Turnover of ribosome-associated transcripts from de novo ORFs produces gene-like characteristics available for de novo gene emergence in wild yeast populations

  1. Christian R. Landry1,2
  1. 1Institut de Biologie Intégrative et des Systèmes, Département de Biologie, PROTEO, Centre de Recherche en Données Massives de l'Université Laval, Pavillon Charles-Eugène-Marchand, Université Laval, G1V 0A6 Québec, Québec, Canada;
  2. 2Département de Biochimie, Microbiologie et Bio-informatique, Université Laval, G1V 0A6 Québec, Québec, Canada;
  3. 3Institut de Biologie Intégrative de la Cellule (I2BC), CEA, CNRS, Université Paris-Sud, Université Paris-Saclay, 91190 Gif sur Yvette, France

  • 4 Present address: Université de Lille CNRS, UMR 8198-Evo-Eco-Paleo, F-59655 Lille, France

  • Corresponding author: eleonore.durand{at}univ-lille.fr

    • Abstract

    Little is known about the rate of emergence of de novo genes, what their initial properties are, and how they spread in populations. We examined wild yeast populations (Saccharomyces paradoxus) to characterize the diversity and turnover of intergenic ORFs over short evolutionary timescales. We find that hundreds of intergenic ORFs show translation signatures similar to canonical genes, and we experimentally confirmed the translation of many of these ORFs in laboratory conditions using a reporter assay. Compared with canonical genes, intergenic ORFs have lower translation efficiency, which could imply a lack of optimization for translation or a mechanism to reduce their production cost. Translated intergenic ORFs also tend to have sequence properties that are generally close to those of random intergenic sequences. However, some of the very recent translated intergenic ORFs, which appeared <110 kya, already show gene-like characteristics, suggesting that the raw material for functional innovations could appear over short evolutionary timescales.

    Footnotes

    • [Supplemental material is available for this article.]

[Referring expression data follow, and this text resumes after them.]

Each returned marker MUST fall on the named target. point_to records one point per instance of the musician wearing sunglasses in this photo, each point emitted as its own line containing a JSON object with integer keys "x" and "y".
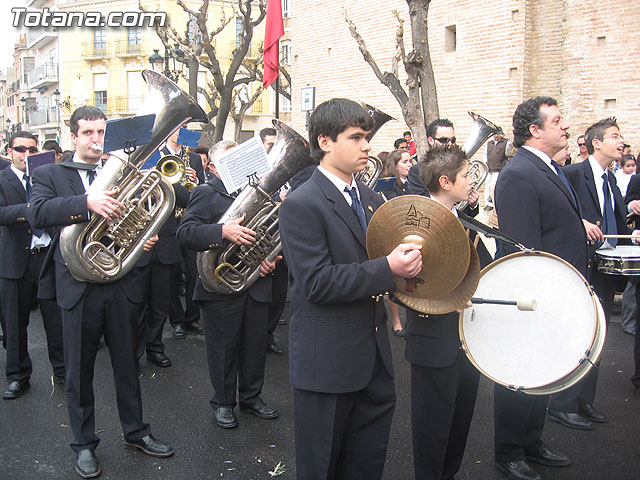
{"x": 90, "y": 309}
{"x": 537, "y": 207}
{"x": 603, "y": 212}
{"x": 440, "y": 132}
{"x": 341, "y": 366}
{"x": 24, "y": 250}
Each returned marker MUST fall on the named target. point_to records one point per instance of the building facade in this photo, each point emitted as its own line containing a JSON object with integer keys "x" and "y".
{"x": 487, "y": 57}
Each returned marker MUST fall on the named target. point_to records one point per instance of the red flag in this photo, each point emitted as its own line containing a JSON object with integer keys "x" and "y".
{"x": 273, "y": 31}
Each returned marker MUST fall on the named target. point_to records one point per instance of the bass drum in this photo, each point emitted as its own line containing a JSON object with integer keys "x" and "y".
{"x": 538, "y": 352}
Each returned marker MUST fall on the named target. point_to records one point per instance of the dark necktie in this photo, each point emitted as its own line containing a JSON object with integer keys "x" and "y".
{"x": 27, "y": 186}
{"x": 356, "y": 206}
{"x": 563, "y": 179}
{"x": 608, "y": 217}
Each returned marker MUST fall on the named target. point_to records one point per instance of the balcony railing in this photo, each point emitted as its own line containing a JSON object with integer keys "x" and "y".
{"x": 43, "y": 74}
{"x": 123, "y": 48}
{"x": 43, "y": 116}
{"x": 91, "y": 50}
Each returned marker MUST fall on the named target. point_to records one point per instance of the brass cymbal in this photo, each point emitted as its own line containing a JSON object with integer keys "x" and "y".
{"x": 454, "y": 300}
{"x": 421, "y": 220}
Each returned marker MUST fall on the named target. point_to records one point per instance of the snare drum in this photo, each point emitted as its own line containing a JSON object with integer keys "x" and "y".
{"x": 621, "y": 260}
{"x": 539, "y": 352}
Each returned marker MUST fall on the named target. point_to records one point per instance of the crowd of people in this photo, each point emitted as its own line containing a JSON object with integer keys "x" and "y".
{"x": 340, "y": 352}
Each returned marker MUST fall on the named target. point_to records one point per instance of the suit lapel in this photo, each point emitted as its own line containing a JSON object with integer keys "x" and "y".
{"x": 340, "y": 206}
{"x": 590, "y": 183}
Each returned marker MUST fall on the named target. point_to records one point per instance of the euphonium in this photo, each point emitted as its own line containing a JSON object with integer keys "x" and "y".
{"x": 234, "y": 268}
{"x": 480, "y": 132}
{"x": 102, "y": 250}
{"x": 369, "y": 176}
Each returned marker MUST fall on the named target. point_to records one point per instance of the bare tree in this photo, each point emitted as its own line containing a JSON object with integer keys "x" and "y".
{"x": 223, "y": 90}
{"x": 419, "y": 101}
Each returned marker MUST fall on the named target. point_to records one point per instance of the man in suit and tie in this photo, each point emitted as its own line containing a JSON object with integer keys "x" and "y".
{"x": 24, "y": 249}
{"x": 603, "y": 212}
{"x": 341, "y": 369}
{"x": 537, "y": 207}
{"x": 91, "y": 310}
{"x": 183, "y": 321}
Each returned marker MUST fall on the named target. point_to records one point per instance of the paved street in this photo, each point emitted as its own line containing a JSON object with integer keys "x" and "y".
{"x": 34, "y": 432}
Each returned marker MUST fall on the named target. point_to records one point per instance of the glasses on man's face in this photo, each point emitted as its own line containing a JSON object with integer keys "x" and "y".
{"x": 22, "y": 149}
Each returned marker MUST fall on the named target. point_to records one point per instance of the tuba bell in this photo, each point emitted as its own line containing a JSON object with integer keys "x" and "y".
{"x": 102, "y": 250}
{"x": 369, "y": 176}
{"x": 234, "y": 268}
{"x": 480, "y": 132}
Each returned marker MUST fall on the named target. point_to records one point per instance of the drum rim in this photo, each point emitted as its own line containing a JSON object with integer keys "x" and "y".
{"x": 594, "y": 334}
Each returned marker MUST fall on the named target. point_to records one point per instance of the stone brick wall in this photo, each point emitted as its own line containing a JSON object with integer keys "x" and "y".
{"x": 582, "y": 52}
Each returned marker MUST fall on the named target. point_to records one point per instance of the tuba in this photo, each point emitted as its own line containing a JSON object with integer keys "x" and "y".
{"x": 480, "y": 132}
{"x": 234, "y": 268}
{"x": 369, "y": 176}
{"x": 102, "y": 250}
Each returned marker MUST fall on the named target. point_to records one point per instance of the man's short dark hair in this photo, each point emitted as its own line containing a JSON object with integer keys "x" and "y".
{"x": 267, "y": 131}
{"x": 333, "y": 117}
{"x": 528, "y": 113}
{"x": 441, "y": 160}
{"x": 438, "y": 122}
{"x": 596, "y": 131}
{"x": 85, "y": 112}
{"x": 22, "y": 134}
{"x": 398, "y": 142}
{"x": 52, "y": 145}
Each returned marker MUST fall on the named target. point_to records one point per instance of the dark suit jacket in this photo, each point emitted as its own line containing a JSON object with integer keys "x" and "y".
{"x": 15, "y": 231}
{"x": 166, "y": 248}
{"x": 580, "y": 175}
{"x": 58, "y": 199}
{"x": 199, "y": 230}
{"x": 336, "y": 325}
{"x": 535, "y": 208}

    • Article published online before print. Article, supplemental material, and publication date are at http://www.genome.org/cgi/doi/10.1101/gr.239822.118.

    • Freely available online through the Genome Research Open Access option.

    • Received May 25, 2018.
    • Accepted May 13, 2019.

    This article, published in Genome Research, is available under a Creative Commons License (Attribution-NonCommercial 4.0 International), as described at http://creativecommons.org/licenses/by-nc/4.0/.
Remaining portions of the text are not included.